My own theory about Biden’s electability advantage is that while voters may have wildly different ways of measuring electability, the front-runner tends to do well in more of them than anyone else, in ways that have endured and may well continue to do so.
The most obvious is Biden’s consistent strength in head-to-head polls against Trump. You can remind people all day long that these are unreliable indicators of how a general-election campaign will actually play out, but they won’t be able to ignore them. And Biden’s advantage here is significant. There is not a single poll in the RealClearPolitics database of 2020 trial heats between Biden and Trump in which Biden does not lead. His current lead in RCP’s polling averages is an enormous 11.5 percent (Sanders’s is 7.0 percent, and Warren’s is 5.2 percent, but both have trailed Trump in some surveys).
A second factor making Biden Mr. Electable is the widespread belief among pundits and voters alike that, all things being equal, proximity to the political “center” is a general-election asset. The more we approach a three-candidate nominating contest in which Biden’s only real challenge comes from Bernie Sanders and Elizabeth Warren, the more Biden’s relative “moderation” will become evident. That may hurt him with some primary voters, but it could at the same time enhance his perceived electability.
A third factor some analysts focus on is the practical ability to win voters the party lost in 2016 — either to Trump or to third parties or to the living-room couch. There’s at best limited evidence that Biden is more popular than other Democrats in the much-chewed-over white working-class demographic (especially Obama-Trump voters). But he certainly talks about his focus on these voters a lot, which enhances the perception they are his people. And he certainly has conspicuous strength among African-American voters, whose fall-off in turnout was a big problem for Hillary Clinton in 2016. Biden does not look like a good bet to energize younger voters, but Trump might well do that for him.
And finally, Biden’s electability ace-in-the-hole could be simply his familiarity and likability, which at least one study has shown is the most important source of the belief in his electoral strength, as Brownstein explains:
To [Third Way’s Lanae] Erickson the research points to a two-part explanation for [Biden’s] consistent advantage. Voters, she said, believe that Democrats must be united to defeat as formidable an adversary as Trump, and Biden — as a former vice president and senator with decades of experience — has the stature that they believe is necessary to coalesce the party. The logic, she said, is that “we know this person … He’s a known quantity who can unite. It’s the risk-averse way of thinking about things if you are worried that this [primary race] could get out of control.”

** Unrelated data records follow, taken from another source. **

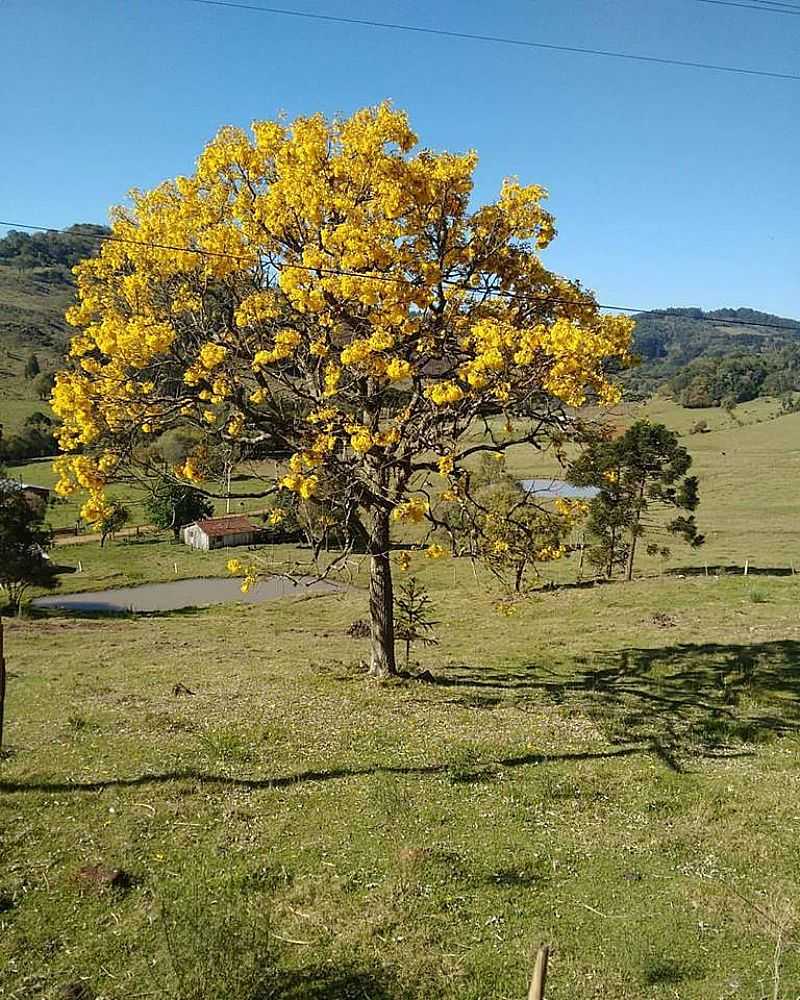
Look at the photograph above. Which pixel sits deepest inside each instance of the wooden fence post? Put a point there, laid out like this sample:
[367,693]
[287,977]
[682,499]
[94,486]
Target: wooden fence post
[539,974]
[2,683]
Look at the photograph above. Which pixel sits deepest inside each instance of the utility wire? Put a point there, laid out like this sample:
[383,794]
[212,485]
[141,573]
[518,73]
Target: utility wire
[375,276]
[771,9]
[497,39]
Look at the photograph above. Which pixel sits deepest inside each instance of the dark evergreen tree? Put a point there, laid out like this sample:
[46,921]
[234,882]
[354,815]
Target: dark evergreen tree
[641,478]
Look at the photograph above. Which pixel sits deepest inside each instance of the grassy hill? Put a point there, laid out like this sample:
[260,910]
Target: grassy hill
[669,340]
[36,287]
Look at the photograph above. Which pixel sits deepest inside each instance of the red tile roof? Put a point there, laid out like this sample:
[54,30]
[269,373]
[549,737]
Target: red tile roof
[234,524]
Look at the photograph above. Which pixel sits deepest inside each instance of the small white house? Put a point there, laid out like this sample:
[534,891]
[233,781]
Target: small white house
[220,532]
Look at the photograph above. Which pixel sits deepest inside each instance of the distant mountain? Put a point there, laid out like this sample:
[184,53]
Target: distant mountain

“Risk-averse” is probably the most important term to remember in assessing Democratic voters heading toward 2020. They still don’t entirely understand how Hillary Clinton managed to lose to Donald Trump in 2016, but they aren’t inclined to take anything for granted this time around. And that will make it difficult for candidates other than Biden to convince Democrats their other qualities are worth taking a bit of a risk on. Sure, Biden could in theory blow himself up with some high-profile gaffe that undermines the very premise of his candidacy. But that’s not within anyone else’s control.